Strange sightings from today's lunch hour:

1. Guy sitting atop a large boulder, in the middle of his office park lawn, talking on his cellphone.

2. Dead porcupine on the curb, as if he was about to cross the street, then laid down and died.

3. Two crows chasing a smallish red hawk across the sky over I-95, as if away from their nest.

4. In the checkout line at Target, a very well-behaved little boy (unusual enough by itself) "helping" his mom by carrying a rolled up bath mat on his head.

5. On Rt. 3 at my exit, the ultimate Bad Camry Driving moment: a green Camry I'd been following for a while somehow misinterpreted the signs for the exit, peeled right about 50 yards ahead of the offramp into the construction area (they've been widening Rt. 3 for like 18 months), drove BEHIND a line of Jersey barriers and then rejoined the offramp.

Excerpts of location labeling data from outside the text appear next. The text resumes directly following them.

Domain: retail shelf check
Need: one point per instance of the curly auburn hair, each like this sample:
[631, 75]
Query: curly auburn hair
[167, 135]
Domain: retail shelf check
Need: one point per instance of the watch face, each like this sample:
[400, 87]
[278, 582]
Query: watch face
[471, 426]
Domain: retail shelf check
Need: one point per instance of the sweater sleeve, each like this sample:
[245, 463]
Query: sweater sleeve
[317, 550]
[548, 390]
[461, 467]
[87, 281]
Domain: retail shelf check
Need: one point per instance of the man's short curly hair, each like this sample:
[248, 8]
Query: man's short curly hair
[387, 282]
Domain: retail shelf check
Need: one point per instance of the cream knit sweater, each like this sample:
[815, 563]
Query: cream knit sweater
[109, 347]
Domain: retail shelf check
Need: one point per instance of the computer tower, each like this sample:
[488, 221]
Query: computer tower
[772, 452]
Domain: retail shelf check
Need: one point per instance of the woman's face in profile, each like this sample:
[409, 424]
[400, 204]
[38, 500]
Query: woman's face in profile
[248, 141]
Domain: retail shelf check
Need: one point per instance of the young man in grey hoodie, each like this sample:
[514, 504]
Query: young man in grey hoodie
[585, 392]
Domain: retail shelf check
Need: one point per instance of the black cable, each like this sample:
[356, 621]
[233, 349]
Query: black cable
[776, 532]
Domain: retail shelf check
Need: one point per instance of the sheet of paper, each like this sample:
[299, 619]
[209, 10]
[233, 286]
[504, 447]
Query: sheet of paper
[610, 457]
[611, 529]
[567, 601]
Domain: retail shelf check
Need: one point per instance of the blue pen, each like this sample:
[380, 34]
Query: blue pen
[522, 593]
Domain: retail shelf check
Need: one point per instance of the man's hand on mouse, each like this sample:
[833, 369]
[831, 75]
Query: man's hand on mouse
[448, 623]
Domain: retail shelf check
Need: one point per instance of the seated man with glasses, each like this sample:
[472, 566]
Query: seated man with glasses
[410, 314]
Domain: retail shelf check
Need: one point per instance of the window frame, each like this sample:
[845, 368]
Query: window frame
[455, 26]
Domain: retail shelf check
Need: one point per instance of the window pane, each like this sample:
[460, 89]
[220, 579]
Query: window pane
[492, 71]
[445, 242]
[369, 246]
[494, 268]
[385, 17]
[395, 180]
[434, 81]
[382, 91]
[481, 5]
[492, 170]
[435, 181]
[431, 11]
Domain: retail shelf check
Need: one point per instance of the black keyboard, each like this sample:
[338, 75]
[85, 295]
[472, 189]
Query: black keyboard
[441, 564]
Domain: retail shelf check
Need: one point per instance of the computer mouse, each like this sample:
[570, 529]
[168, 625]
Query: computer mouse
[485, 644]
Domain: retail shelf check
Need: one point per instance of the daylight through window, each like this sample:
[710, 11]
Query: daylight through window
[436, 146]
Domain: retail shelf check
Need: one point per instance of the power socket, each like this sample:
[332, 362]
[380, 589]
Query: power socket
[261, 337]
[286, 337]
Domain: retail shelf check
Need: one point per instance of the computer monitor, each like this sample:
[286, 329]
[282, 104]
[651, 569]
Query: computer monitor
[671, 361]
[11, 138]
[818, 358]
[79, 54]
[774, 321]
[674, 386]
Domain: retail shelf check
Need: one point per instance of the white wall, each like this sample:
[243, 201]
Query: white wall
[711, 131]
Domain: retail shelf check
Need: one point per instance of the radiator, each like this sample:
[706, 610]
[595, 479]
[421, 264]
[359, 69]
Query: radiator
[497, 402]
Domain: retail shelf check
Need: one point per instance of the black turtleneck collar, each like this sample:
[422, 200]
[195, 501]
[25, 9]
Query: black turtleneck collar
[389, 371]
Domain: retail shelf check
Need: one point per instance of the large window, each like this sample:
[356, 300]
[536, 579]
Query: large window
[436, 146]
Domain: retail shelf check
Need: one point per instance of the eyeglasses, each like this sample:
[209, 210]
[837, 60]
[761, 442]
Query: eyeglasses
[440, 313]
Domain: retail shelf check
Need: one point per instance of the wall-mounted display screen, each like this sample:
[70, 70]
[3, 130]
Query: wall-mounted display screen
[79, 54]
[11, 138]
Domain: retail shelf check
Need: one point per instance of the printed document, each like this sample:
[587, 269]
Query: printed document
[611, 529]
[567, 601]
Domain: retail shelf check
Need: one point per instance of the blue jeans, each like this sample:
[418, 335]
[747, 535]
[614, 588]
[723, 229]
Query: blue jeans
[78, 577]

There was fresh asphalt over there, but there are big orange pylons and it's pretty clear that the lane is not yet in use -- he's lucky he didn't swerve off into the woods or the big ditch on the righthand side, seeing as there's no guardrail yet. I gave him a look as I pulled up next to him at the bottom of the ramp, and he appeared -- in classic Camry driver fashion -- blissfully unaware.

1 comment:

Nathaniel said...

So many bad Camry stories, they could fill their own blog! In Other Dumb Idiots News--

Earlier this week, I was at a red light on Main Street in Waltham. On the opposite side of the intersection, a group of 6 teenage girls (maybe freshmen) were standing on the corner. The *moment* the light turned green, the first girl started across the crosswalk, headed across my lane. I stomped on the brakes. Now I'm sitting directly in the middle of the intersection, and the girl has stopped two steps from the curb. All the other girls are on the curb. I give her a full 2 seconds. She stares at me and she doesn't move. I then lift off the brake and she simultaneously starts crossing in front of me again. I stomp on the brake again. This time, I lift my arms up and say *cross already!* (the sunroof was open so she heard me.) At this point the lead idiot and her gang all cross, giggling. One of them says "sorry", lamely. I then stomp on the gas, crushing the slowest girl under my tires. I cackle maniacally as I drive off.